Automated analysis of digital records could expose intimate details, personality traits of millions, study finds
New research, published today in the journal PNAS, shows that surprisingly accurate estimates of Facebook users' race, age, IQ, sexuality, personality, substance use and political views can be inferred from automated analysis of only their Facebook Likes - information currently publicly available by default.
In the study, researchers describe Facebook Likes as a "generic class" of digital record - similar to web search queries and browsing histories - and suggest that such techniques could be used to extract sensitive information for almost anyone regularly online.
Researchers at Cambridge's Psychometrics Centre, in collaboration with Microsoft Research Cambridge, analysed a dataset of over 58,000 US Facebook users, who volunteered their Likes, demographic profiles and psychometric testing results through the myPersonality application.

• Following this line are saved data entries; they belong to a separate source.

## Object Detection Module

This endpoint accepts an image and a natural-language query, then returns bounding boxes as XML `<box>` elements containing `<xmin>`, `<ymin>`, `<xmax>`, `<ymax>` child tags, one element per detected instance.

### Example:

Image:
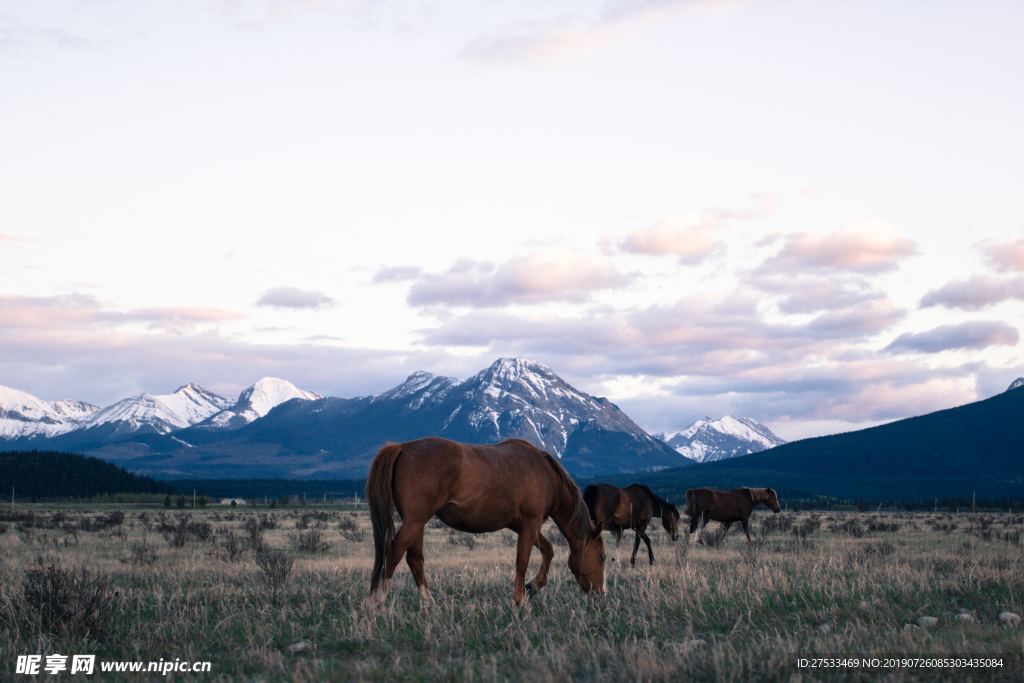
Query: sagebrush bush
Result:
<box><xmin>21</xmin><ymin>564</ymin><xmax>117</xmax><ymax>640</ymax></box>
<box><xmin>255</xmin><ymin>550</ymin><xmax>294</xmax><ymax>596</ymax></box>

Users opted in to provide data and gave consent to have profile information recorded for analysis.
Facebook Likes were fed into algorithms and corroborated with information from profiles and personality tests. Researchers created statistical models able to predict personal details using Facebook Likes alone.
Models proved 88% accurate for determining male sexuality, 95% accurate distinguishing African-American from Caucasian American and 85% accurate differentiating Republican from Democrat. Christians and Muslims were correctly classified in 82% of cases, and good prediction accuracy was achieved for relationship status and substance abuse – between 65 and 73%.
But few users clicked Likes explicitly revealing these attributes. For example, less that 5% of gay users clicked obvious Likes such as Gay Marriage. Accurate predictions relied on 'inference' - aggregating huge amounts of less informative but more popular Likes such as music and TV shows to produce incisive personal profiles.
Even seemingly opaque personal details such as whether users' parents separated before the user reached the age of 21 were accurate to 60%, enough to make the information "worthwhile for advertisers", suggest the researchers.
While they highlight the potential for personalised marketing to improve online services using predictive models, the researchers also warn of the threats posed to users' privacy.
They argue that many online consumers might feel such levels of digital exposure exceed acceptable limits - as corporations, governments, and even individuals could use predictive software to accurately infer highly sensitive information from Facebook Likes and other digital 'traces'.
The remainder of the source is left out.